His aplomb could be disarming, such as when he and Miller were at the mikes when the Loma Prieta earthquake rudely interrupted the 1989 World Series. “Well, I grew up in the Bay Area,” he said dryly, “so I’ve been in earthquakes before.” He wasn’t exactly bragging about it.

He was engagingly candid and realistic about his on-air presence and style. “I don’t see myself as a Larry King or somebody,” he once said. “When you do interviews, sometimes it turns to interrogations. I’m more of a conversationalist, not throwing hardball questions.”

Yet even he could never entirely avoid the mistreatment to which black people remain subject. He was once detained roughly in 1988, at Los Angeles International Airport, by undercover police assuming him a drug courier.

“Over the next hours, the nightmare deepened, and it was all because I was just another black man,” he wrote in his memoir. “No longer a celebrity, as anonymous as any other black man, I was exposed to whatever fury was going to be meted out.” He proved his identity at police headquarters and was also exposed to a $796,000 settlement in his favour by the Los Angeles City Council.

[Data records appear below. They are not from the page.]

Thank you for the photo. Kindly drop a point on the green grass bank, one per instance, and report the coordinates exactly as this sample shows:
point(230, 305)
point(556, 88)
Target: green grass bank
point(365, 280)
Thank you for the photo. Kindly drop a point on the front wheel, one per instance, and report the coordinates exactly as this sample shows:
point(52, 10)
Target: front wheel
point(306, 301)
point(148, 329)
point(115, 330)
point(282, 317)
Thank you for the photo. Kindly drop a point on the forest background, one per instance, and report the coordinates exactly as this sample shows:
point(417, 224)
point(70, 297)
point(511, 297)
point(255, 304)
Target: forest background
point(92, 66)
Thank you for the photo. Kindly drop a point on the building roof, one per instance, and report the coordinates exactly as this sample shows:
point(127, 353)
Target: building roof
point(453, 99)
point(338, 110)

Morgan’s most wounding flaw as an analyst was his war against sabermetric analysis. This engaging man, with one of the finest minds his sport has ever known, dismissed the very idea of deep analysis of his sport, of which statistics are the very life blood, in the kind of shrillery and incoherence you’d sooner expect of an office seeker rejecting what was plain to see in front of him as an illusion, if not fake news.

Even when sabermetrics rated Morgan the greatest second baseman ever to play the game, ahead of Hall of Famer Rogers Hornsby. To Morgan, Hornsby’s .358 lifetime batting average reigned supreme. Hornsby’s lackings as an all-around second baseman, and his compiling outrageous batting stats in a heavily hitter-friendly, all-daytime, non-integrated game, didn’t even register.

This was the same man whose gracious Hall of Fame acceptance speech included, “I take my vote as a salute to the little guy, the one who doesn’t hit 500 home runs. I was one of the guys that did all they could to win. I’m proud of my stats, but I don’t think I ever got on for [those].”

So let us remember Morgan the strong-willed little big man, flapping his left arm in the batter’s box before ripping a screaming line drive or a high-lining home run, turning basepaths into guerrilla warfare turf like his hero Jackie Robinson, making second base a place for the death of an enemy rally, the field lieutenant absolutely sure he’ll clear out the thickets for himself and his troops to neutralise all opposing weapons.

Let’s also remember Morgan the family man, raising two daughters who became college athletes, divorced when he and his first wife drifted apart but remarrying happily and having twin daughters with his second wife. Morgan makes the sixth Hall of Famer we’ve lost to the Elysian Fields this surrealistic season, but their loss can only be deeper.